Le tableau de la demande derrière ce mouvement est moins confortable qu’il ne l’était. Une demande de protéines soutenue a absorbé plusieurs années de croissance de l’offre, et cet équilibre s’est déplacé : c’est désormais la demande qui peine à suivre. La viande brune résiste mieux que la majeure partie du complexe : les quarts arrière reposent sur des bases bien plus solides qu’au milieu et à la fin des années 2010 ou au début des années 2020, même si LEAP lit le récent redressement cyclique de la demande de quarts arrière comme un mouvement qui s’essouffle et entre en plateau. Les consommateurs se replient face aux prix élevés des carburants après le conflit entre les États-Unis et l’Iran, alors qu’ils étaient déjà sur la défensive devant les prix de la viande bovine, si bien qu’un report vers les produits les plus abordables devrait apporter un soutien résiduel à la viande brune. La pression macroéconomique plus large rend toutefois difficile de tenir une vue trop haussière. Les hauts de cuisse avec os commencent à paraître attractifs en relatif.

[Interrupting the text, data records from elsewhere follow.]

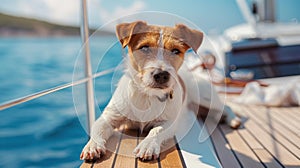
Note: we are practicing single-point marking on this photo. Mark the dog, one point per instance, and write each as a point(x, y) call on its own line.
point(155, 91)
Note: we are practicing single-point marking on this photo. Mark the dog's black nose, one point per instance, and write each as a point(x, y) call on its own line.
point(162, 77)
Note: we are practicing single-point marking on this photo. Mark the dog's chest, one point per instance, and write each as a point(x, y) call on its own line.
point(145, 109)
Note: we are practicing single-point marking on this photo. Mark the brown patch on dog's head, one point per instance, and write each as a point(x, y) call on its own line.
point(155, 49)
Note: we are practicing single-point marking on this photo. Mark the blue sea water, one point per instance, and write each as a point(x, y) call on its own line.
point(47, 132)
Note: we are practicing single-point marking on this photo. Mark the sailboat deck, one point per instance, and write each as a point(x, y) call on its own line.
point(269, 137)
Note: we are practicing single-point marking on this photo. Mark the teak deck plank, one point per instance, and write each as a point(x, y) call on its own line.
point(268, 138)
point(125, 157)
point(264, 118)
point(266, 158)
point(283, 139)
point(223, 149)
point(246, 156)
point(276, 149)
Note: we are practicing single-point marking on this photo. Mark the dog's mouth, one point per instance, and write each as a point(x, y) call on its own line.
point(157, 86)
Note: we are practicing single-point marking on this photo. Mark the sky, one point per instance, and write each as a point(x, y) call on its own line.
point(209, 15)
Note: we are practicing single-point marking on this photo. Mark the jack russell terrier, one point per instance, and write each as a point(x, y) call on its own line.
point(155, 90)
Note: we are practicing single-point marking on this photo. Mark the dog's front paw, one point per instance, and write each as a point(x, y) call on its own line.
point(148, 149)
point(92, 150)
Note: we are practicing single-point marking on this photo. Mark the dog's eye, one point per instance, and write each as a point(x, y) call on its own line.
point(145, 48)
point(175, 51)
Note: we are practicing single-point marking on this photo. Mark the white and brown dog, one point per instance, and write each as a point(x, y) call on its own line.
point(155, 90)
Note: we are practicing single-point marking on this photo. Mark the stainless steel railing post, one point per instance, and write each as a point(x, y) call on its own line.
point(88, 67)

Le programme d’exportation repose sur quatre petits acheteurs

Les exportations de poulet de chair ont atteint 555 millions de livres en juillet, au-dessus des attentes mais encore 0,4 % sous le même mois l’an dernier, portant les expéditions de janvier à juillet à 3,78 milliards de livres, soit 0,5 % de plus que le rythme de 2025. C’est la composition qui sort de l’ordinaire. Les expéditions vers chacune des cinq premières destinations ont reculé par rapport à l’an dernier, et le volume a été compensé par des partenaires plus petits et d’ordinaire moins déterminants : l’Angola, le Ghana, le Vietnam et Haïti ont chacun augmenté leurs achats de viande de poulet de chair américaine de 30 % ou plus cette année.

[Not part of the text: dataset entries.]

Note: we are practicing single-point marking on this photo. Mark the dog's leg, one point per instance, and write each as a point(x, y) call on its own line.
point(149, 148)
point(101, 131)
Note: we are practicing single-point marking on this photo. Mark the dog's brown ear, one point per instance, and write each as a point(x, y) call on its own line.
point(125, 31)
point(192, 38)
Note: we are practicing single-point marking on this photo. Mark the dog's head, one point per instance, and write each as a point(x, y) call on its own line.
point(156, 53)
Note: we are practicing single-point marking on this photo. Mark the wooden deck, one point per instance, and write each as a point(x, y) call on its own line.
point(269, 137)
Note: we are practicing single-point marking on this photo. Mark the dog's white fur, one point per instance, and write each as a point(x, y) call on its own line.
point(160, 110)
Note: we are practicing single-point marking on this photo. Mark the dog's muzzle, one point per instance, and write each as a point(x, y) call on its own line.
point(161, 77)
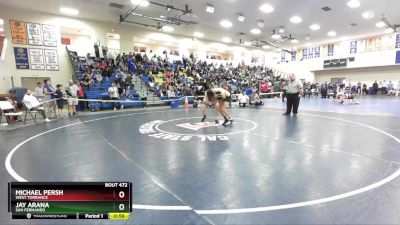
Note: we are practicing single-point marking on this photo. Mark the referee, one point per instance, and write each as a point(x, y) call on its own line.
point(293, 89)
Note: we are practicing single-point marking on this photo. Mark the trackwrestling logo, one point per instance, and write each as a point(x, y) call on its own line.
point(152, 129)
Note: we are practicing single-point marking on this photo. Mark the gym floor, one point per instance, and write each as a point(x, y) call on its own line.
point(332, 164)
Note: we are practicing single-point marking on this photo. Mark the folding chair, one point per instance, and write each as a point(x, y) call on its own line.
point(6, 106)
point(32, 113)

Même avec des expéditions en hausse, les exportations ne suivent pas le rythme de la production. Elles ont représenté 12,8 % de la production intérieure de poulet de chair prêt à cuire au deuxième trimestre, la plus faible part exportée depuis exactement 22 ans, ce qui fait du programme d’exportation un facteur net positif pour la disponibilité intérieure cette année. La disponibilité par habitant est attendue en hausse de 2,0 % sur un an au troisième trimestre et de 2,4 % au quatrième, soit une progression annuelle de 3,3 % à 75,4 livres en équivalent désossé. LEAP prévoit un tassement l’an prochain, avec une hausse d’au plus 0,5 %, la croissance de la production ralentissant à l’approche de 2027. L’offre par habitant cumulée de viande bovine, de viande de porc, de poulet et de dinde atteint déjà un record et devrait rester abondante tout au long de l’an prochain.

LEAP reste sceptique quant à la capacité du programme d’exportation à afficher une performance remarquable à brève échéance, mais compte tenu de la trajectoire globalement positive de la demande mondiale de poulet, du caractère relativement abordable du produit américain et d’un dollar atone, une croissance modeste mais continue l’an prochain paraît raisonnable.